Tags: #Intriga, #Terror, #Ciencia Ficción

El ojo de fuego (56 page)

—Forma parte del ritual
seppuku
. Un
kaishaku
es el segundo, el hombre que acaba con el samurái después de que los cortes rituales se han hecho, si éstos no lo consiguen hacer inmediatamente. En la Antigüedad era hecho por decapitación con una larga espada; después de la derrota en la Segunda Guerra Mundial, se hizo con un disparo —explicó Sugawara.

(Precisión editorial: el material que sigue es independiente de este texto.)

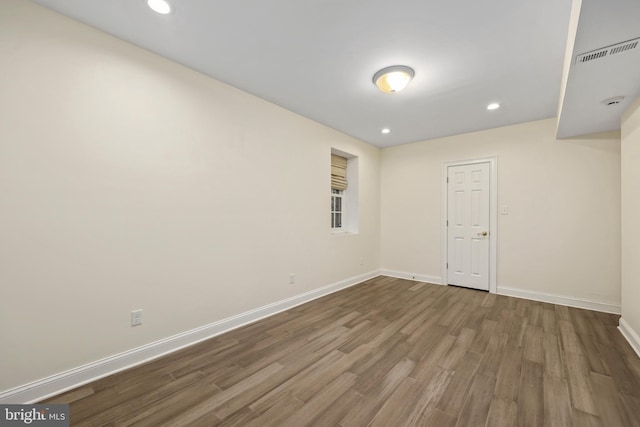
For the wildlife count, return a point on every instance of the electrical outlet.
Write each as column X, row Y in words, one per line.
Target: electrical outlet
column 136, row 317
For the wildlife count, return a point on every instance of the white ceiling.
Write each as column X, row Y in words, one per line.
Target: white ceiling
column 317, row 57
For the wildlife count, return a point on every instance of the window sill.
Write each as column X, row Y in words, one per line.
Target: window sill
column 344, row 233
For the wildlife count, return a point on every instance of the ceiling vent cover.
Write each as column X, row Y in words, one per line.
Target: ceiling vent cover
column 607, row 51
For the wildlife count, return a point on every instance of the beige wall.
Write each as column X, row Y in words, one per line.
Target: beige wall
column 128, row 181
column 562, row 233
column 630, row 151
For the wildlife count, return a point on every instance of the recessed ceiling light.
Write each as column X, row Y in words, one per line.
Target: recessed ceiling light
column 160, row 6
column 393, row 79
column 613, row 101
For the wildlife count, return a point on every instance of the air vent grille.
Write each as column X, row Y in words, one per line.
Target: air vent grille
column 607, row 51
column 624, row 47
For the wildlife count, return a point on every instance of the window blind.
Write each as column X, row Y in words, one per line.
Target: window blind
column 338, row 172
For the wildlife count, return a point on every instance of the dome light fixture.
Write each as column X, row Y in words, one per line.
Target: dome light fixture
column 393, row 79
column 163, row 7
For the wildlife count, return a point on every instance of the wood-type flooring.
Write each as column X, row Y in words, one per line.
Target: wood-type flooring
column 387, row 352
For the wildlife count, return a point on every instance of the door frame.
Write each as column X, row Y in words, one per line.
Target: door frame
column 493, row 217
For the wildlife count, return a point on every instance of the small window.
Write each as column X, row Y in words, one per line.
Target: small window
column 337, row 209
column 344, row 193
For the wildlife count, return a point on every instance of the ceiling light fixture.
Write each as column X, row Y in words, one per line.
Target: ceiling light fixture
column 613, row 101
column 393, row 79
column 162, row 7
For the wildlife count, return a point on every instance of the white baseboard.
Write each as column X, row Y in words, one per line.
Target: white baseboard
column 560, row 300
column 67, row 380
column 411, row 276
column 630, row 335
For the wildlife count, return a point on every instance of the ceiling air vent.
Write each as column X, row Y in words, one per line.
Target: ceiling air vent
column 609, row 50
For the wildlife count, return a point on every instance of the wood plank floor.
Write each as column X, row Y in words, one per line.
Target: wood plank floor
column 388, row 352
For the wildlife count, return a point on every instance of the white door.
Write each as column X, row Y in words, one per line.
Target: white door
column 468, row 233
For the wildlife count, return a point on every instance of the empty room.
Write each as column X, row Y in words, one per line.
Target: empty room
column 295, row 213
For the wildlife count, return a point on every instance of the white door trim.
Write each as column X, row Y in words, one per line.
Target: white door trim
column 493, row 217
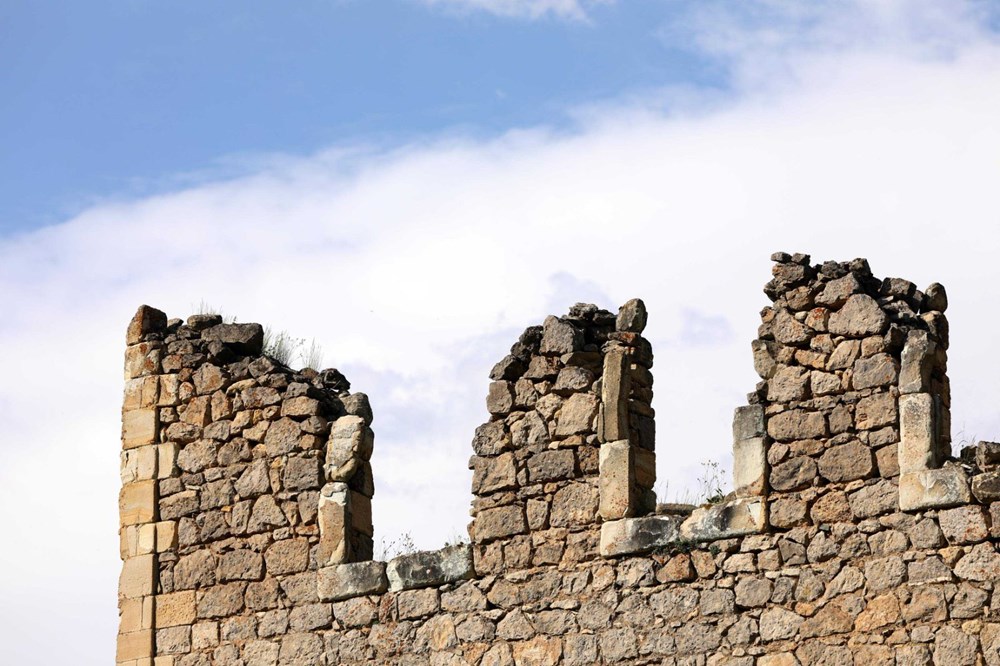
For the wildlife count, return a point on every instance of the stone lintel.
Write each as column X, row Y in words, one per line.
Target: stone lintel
column 430, row 568
column 729, row 519
column 636, row 535
column 933, row 489
column 917, row 442
column 617, row 480
column 344, row 581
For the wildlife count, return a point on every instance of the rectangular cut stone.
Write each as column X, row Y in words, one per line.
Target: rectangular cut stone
column 138, row 577
column 637, row 535
column 933, row 489
column 354, row 579
column 917, row 362
column 333, row 523
column 137, row 503
column 135, row 615
column 139, row 428
column 722, row 521
column 750, row 467
column 644, row 467
column 617, row 481
column 431, row 568
column 917, row 434
column 748, row 422
column 135, row 645
column 614, row 396
column 175, row 609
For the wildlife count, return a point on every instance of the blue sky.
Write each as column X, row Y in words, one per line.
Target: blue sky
column 413, row 183
column 111, row 99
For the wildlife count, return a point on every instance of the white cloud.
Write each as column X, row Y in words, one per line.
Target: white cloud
column 416, row 268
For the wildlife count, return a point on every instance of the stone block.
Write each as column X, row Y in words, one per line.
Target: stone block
column 175, row 609
column 728, row 519
column 139, row 428
column 614, row 396
column 748, row 422
column 137, row 503
column 933, row 489
column 134, row 645
column 917, row 432
column 138, row 577
column 917, row 363
column 430, row 568
column 637, row 535
column 499, row 522
column 617, row 481
column 344, row 581
column 749, row 466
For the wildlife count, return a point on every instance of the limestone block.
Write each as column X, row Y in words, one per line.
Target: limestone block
column 344, row 581
column 135, row 614
column 749, row 466
column 725, row 520
column 614, row 396
column 138, row 464
column 139, row 428
column 138, row 577
column 636, row 535
column 860, row 315
column 134, row 645
column 333, row 519
column 137, row 503
column 917, row 363
column 245, row 339
column 933, row 488
column 917, row 432
column 175, row 609
column 499, row 522
column 431, row 568
column 748, row 422
column 617, row 481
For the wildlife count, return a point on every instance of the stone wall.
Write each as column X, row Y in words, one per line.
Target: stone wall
column 852, row 536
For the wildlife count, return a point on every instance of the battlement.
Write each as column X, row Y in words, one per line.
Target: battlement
column 852, row 534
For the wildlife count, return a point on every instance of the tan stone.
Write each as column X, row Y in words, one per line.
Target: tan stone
column 175, row 609
column 617, row 481
column 138, row 577
column 134, row 645
column 137, row 503
column 139, row 428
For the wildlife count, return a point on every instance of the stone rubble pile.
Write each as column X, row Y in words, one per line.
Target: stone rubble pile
column 852, row 535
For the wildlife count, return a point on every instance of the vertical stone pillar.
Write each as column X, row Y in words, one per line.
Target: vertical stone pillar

Sugawara fue hasta su tío y se inclinó profundamente.

—Hai.

Entonces, todo sucedió muy deprisa. Kurata se hundió la daga en el lado izquierdo del abdomen y lo abrió de un tajo con una gran herida que iba de lado a lado, cruzando la barriga. La sangre brotó de la inmensa herida; las entrañas se amontonaron hacia la abertura. Sugawara y Lara estaban paralizados.

Cuando Kurata sacó la daga, su
wakizashi
; sus ojos se fijaron en un punto distante que Lara y Sugawara no podían ver. La hoja de la
wakizashi
estaba impregnada de sangre. Luego Kurata con toda tranquilidad bajó la vista y pareció asentir. Con manos firmes y decididas, Kurata cambió la dirección de la
wakizashi
de forma que entonces el filo recorrió el abdomen de arriba abajo. Sosteniendo la empuñadura con ambas manos, Kurata alzó la punta de la
wakizashi
y apuntó al corte que ya había hecho hacia ambos lados. Las manos de Kurata temblaron un momento antes de clavar la hoja de la
wakizashi
hasta la empuñadura, ejerciendo presión mientras cortaba hacia arriba. En aquel momento, Kurata dejó escapar un «¡Ah!», como una exclamación de sorpresa, y quedó en silencio, mientras un gran chorro de sangre salía como un geiser de la herida. La hoja obviamente había cortado la aorta. La muerte se lo llevaría rápido. Cayó hacia delante y, con el rostro, golpeó el suelo.

Sugawara se inclinó sobre su tío y murmuró unas palabras para sí. Luego alzó la H&K hasta la sien de Kurata y apretó el gatillo.

En el exterior resonó otra explosión. Y, apenas audible, el sonido de las aspas de un helicóptero. Del exterior de la habitación llegó el ruido de una sierra mecánica al clavarse en la robusta puerta de la sala de reuniones.

Lara fue hasta Sugawara y tocó su espalda.

—Es hora de marcharse —le dijo.

Sugawara asintió con la cabeza.

Lara siguió a Sugawara en su descenso por el hueco, a través de la trampilla hasta el fondo, y luego dentro del lago. El agua era poco profunda y fangosa. Caminaron por el borde hacia un grupo de rocas artísticamente dispuestas que los protegían de la luz de los focos reflectores que iluminaban la zona de la casa como si fuese de día. El exterior estaba plagado de hombres armados.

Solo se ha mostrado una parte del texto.